With your hands in position on the lower abdomen or pelvic area, search for the sensation of the pulse. As an example of how internally-directed focus can influence a specific area of the body, as well as the entire nervous system, during this step most individuals immediately notice relaxation in the area. Since this step leads to increased circulation, most individuals will feel improved warmth and blood circulation to their legs and feet. When you perceive increased flushing warmth in the lower body, relax and enjoy the sensation for a moment longer.

With practice, the act of intentionally attending to the pulse becomes easier. Search for the feeling of the pulse originating deep within the abdomen. Then, with your attention turned inward, search for the feeling of the beating pulse from the blood moving through the arterial vessels. Just as with Step 1, you might notice the occurrence of a sudden deep breath as tension releases; if this happens, just relax and observe. This is another good sign, as it means that you are gaining some conscious control over normally unconscious aspects of the nervous system.

Step 3:  By Attention Only

Next, learn to trigger the same sensations that you are concentrating on, but without using your hands as a “signal detector.” In this step, the goal is to consciously pay attention to the pulse in your body, using your attention to trigger, and become aware of, the feelings of warmth and flushing at various locations, while using internally-directed focus alone. This is a significant accomplishment, since it is a sign that you are gaining more conscious control over normally unconscious processes.

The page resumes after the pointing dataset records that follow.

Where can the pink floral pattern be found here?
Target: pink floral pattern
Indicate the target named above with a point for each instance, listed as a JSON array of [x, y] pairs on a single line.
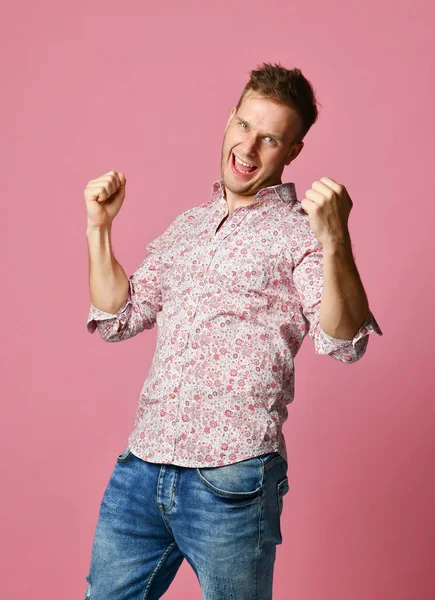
[[232, 308]]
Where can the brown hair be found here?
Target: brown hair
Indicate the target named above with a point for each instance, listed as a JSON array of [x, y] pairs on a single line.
[[284, 86]]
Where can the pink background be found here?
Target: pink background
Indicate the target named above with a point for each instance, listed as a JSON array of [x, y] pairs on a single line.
[[147, 88]]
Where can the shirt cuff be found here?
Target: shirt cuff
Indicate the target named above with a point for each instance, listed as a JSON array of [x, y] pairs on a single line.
[[96, 315], [349, 350]]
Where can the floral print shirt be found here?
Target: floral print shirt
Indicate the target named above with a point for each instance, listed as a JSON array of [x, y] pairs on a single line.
[[233, 305]]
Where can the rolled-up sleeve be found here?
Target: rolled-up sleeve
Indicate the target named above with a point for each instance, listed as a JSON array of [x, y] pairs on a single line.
[[144, 298], [308, 281]]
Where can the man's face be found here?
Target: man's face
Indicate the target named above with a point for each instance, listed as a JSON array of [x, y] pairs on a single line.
[[263, 134]]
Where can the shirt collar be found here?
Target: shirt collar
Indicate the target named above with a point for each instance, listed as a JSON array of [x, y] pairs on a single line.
[[286, 192]]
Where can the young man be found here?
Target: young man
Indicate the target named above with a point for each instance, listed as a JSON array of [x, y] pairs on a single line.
[[235, 284]]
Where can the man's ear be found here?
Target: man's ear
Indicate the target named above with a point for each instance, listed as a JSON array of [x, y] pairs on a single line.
[[233, 112]]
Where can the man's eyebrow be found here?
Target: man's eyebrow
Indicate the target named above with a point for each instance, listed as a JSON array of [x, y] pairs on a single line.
[[278, 137]]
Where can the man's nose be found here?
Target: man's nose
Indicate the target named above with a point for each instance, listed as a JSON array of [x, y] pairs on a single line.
[[250, 146]]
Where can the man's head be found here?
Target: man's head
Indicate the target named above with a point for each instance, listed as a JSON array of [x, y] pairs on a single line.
[[275, 111]]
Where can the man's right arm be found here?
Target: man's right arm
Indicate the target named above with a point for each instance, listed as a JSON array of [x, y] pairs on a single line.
[[108, 283]]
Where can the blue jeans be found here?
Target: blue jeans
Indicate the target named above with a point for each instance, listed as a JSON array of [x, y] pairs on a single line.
[[224, 520]]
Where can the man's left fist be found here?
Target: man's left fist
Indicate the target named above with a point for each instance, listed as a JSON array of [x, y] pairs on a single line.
[[328, 206]]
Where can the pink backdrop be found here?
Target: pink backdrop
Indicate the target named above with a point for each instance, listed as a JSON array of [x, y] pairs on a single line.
[[146, 88]]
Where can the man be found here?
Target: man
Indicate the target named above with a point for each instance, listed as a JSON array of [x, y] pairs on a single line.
[[235, 284]]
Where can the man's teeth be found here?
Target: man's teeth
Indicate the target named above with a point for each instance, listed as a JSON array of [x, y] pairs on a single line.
[[242, 163]]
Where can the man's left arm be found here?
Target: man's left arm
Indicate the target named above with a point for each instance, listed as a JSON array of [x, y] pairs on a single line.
[[344, 310]]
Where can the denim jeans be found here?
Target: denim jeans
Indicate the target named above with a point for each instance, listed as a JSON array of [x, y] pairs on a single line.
[[224, 520]]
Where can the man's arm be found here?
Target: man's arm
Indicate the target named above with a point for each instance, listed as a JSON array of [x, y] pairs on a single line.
[[108, 283], [344, 306]]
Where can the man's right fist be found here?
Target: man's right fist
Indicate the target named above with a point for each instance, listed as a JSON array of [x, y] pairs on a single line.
[[104, 197]]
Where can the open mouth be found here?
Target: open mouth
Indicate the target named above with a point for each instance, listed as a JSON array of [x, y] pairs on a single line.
[[242, 170]]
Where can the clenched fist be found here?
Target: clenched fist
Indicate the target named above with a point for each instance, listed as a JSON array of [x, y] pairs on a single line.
[[104, 197]]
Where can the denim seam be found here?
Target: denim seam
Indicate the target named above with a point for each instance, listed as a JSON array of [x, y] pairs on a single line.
[[228, 493], [156, 569]]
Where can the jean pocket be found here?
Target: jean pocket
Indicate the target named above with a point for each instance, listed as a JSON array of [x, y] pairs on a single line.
[[124, 456], [240, 480], [282, 488]]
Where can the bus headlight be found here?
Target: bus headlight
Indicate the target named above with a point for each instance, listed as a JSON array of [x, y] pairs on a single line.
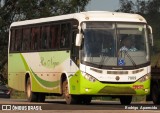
[[89, 77], [144, 78]]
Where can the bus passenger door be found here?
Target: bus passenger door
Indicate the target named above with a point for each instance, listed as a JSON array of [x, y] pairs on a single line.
[[74, 51]]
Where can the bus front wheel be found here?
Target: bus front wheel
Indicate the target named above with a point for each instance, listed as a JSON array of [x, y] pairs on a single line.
[[70, 99], [155, 94], [32, 96], [126, 100]]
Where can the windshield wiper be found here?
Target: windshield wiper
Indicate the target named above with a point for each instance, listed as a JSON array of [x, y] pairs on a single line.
[[130, 58], [103, 60]]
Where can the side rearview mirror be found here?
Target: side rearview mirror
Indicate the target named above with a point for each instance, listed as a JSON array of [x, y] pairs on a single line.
[[150, 35], [78, 39]]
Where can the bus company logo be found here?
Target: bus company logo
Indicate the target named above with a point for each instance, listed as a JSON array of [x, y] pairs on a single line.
[[117, 78], [6, 107]]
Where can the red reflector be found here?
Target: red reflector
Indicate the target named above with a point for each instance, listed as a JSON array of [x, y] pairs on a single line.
[[138, 86]]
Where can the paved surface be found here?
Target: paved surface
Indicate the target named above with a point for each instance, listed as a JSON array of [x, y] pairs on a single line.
[[59, 106]]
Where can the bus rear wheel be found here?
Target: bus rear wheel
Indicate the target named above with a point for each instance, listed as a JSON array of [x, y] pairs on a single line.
[[70, 99], [31, 96], [155, 94], [126, 100]]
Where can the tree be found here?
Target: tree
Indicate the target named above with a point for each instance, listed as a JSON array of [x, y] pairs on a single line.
[[150, 10], [126, 6], [15, 10]]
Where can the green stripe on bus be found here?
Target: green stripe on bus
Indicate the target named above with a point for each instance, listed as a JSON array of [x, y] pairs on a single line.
[[45, 83]]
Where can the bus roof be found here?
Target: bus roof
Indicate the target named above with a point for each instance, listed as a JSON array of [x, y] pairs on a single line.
[[87, 16]]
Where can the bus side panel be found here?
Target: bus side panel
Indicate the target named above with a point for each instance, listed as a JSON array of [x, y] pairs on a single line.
[[79, 85], [46, 69], [16, 72]]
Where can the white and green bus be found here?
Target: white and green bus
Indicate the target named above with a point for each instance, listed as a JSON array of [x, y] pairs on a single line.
[[80, 55]]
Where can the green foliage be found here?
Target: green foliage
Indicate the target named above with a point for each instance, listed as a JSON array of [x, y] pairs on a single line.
[[150, 10]]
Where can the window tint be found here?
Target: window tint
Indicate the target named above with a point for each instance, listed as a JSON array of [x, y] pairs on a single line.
[[26, 39], [45, 37], [65, 35], [12, 40], [18, 39], [55, 36], [35, 36]]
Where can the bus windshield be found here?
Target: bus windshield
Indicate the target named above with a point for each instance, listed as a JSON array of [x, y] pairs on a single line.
[[115, 44]]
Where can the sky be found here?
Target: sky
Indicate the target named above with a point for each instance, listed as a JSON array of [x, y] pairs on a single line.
[[104, 5]]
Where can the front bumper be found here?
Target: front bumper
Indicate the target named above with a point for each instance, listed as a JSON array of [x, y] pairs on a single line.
[[79, 85]]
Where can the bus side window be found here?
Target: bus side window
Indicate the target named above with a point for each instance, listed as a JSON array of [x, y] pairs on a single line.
[[18, 39], [65, 35], [45, 37], [12, 40], [54, 39], [26, 39], [35, 38]]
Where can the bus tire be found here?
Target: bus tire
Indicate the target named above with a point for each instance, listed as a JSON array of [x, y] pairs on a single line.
[[155, 94], [126, 100], [70, 99], [31, 96]]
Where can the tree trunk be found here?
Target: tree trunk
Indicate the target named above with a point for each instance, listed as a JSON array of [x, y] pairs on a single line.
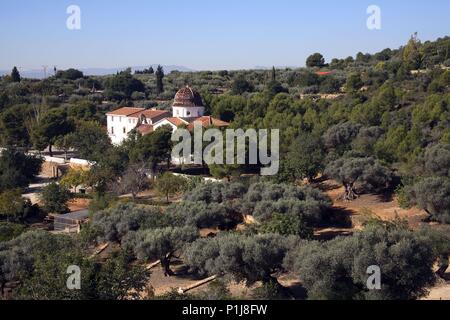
[[165, 263], [443, 266], [350, 193]]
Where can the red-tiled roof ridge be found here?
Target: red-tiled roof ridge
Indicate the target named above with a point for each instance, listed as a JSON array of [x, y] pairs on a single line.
[[145, 129], [207, 121], [125, 111], [149, 113], [177, 121]]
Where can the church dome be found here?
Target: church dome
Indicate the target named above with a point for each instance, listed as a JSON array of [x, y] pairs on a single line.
[[187, 97]]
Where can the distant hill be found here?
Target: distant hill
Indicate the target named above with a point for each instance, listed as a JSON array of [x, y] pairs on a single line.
[[39, 74]]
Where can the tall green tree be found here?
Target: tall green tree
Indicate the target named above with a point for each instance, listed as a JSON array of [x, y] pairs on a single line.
[[50, 128], [159, 79], [315, 60], [55, 198], [15, 75]]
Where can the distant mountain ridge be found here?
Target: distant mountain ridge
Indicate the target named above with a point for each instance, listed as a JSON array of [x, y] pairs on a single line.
[[39, 74]]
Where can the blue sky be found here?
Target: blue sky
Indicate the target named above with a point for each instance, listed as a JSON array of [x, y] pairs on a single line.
[[207, 34]]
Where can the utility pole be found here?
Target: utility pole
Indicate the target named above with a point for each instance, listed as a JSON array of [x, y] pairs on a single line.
[[45, 71]]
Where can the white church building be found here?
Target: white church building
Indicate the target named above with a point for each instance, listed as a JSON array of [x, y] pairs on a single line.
[[187, 109]]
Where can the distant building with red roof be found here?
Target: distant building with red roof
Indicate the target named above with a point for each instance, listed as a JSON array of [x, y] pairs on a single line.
[[187, 109]]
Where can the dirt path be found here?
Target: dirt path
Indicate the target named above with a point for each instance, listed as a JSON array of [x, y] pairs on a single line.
[[360, 209]]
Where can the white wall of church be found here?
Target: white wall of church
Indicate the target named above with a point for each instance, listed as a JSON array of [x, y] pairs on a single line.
[[119, 127], [188, 112]]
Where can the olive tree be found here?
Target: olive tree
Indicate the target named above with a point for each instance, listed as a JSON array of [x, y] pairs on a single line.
[[367, 172], [432, 195], [115, 223], [437, 160], [160, 244], [340, 136], [337, 269], [243, 258]]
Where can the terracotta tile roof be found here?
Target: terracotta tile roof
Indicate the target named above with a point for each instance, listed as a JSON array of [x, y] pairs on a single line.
[[187, 97], [151, 114], [125, 111], [208, 121], [177, 121], [145, 129]]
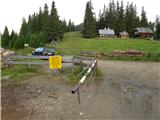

Next, begin by lying flat, face up, with your hands open, relaxed, palms facing upwards. When you are ready, place attention on the heartbeat in your chest. As in Step 1, some individuals might have difficulty with this at first, especially if they are tense or stressed. If you are feeling anxious or nervous, notice, as you attend to the heartbeat, how this produces a relaxation response. As you relax, observe how your breathing will sometimes deepen automatically.  

Step 4: Targeted Attention

This step involves learning to attend to, and observe, your pulse in different areas of the body. With practice, it will become increasingly easy to observe to the pulse wherever and whenever you wish. Here is a typical sequence of attending to the pulse / relaxation training:

  • Place attention to the heartbeat at the center of the chest.
  • Then, observe the pulse at the lower abdomen.
  • Back of the neck –- above the top thoracic vertebrae.
  • Back to the center of the chest.
  • Then back to the abdomen.
  • Then the pelvic area. When you complete this step successfully, you will be able to direct and influence the pulse in any area of the body you choose.

With practice, the yogic art of attending to the pulse can be undertaken while a person is sitting or standing. When perfected, the pulse as a signal can be attended to while one is moving, talking, or even as a background signal while one is participation in sports. Practice your “pulse training” while sitting or standing, working to develop the awareness of the pulse in your lower back, abdomen, or another area throughout your normal day.


                        † Section VII includes examples where the protocol is applied to mock combat practice.